There are currently ribozyome  antivirals being developed to treat HIV, and have been proposed for treatment of Hepatitis C.

Protease Inhibitors

Protease Inhibitors work by interfering with the enzymes that catalyze the breaking down (cleaving) of proteins by selectively binding to specific proteases, therefore preventing viral replication. Protease inhibitors were the second class of antiretroviral drugs developed.

Some of the most well-known antivirals used to treat HIV/AIDS and Hepatitis C are protease inhibitors. There are two main classes of protease inhibitors: antiretroviral HIV-1 protease inhibitors (class -navir), and Hepatitis C NS3/4A protease inhibitors (class -previr).

Saquinavir (brand names Invirase, Fortovase) was the first protease inhibitor approved by the FDA in 1995.

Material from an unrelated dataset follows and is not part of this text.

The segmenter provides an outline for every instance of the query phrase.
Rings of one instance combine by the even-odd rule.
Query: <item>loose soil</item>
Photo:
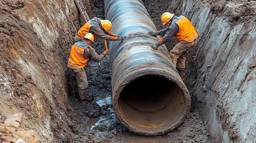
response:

Paxlovid (Nirmatrelvir/ritonavir), an antiviral drug used to treat COVID-19, includes nirmatrelvir, a 3C-protease inhibitor that works by targeting coronaviral protease, and ritonvir, which inhibits the metabolism of nirmatrelvir.

Neurominidase Inhibitors

Neurominidase inhibitors prevent the release of influenza viral particles, by blocking an enzyme called neurominidase, which are most notably found on the surface of Influenza viruses. The enzyme cleaves the sialic acid which is found on glycoproteins on the surface of human cells that helps new virions to exit the cell.

Oseltamivir (brand name Tamiflu) works by preventing neuraminidase enzyme activity and thus prevents Influenza A and Influenza B viral particles from being released.

Zanamivir (brand name Relenza) works by binding to the active site of the neuraminidase protein, rendering the influenza virus unable to escape its host cell and infect others.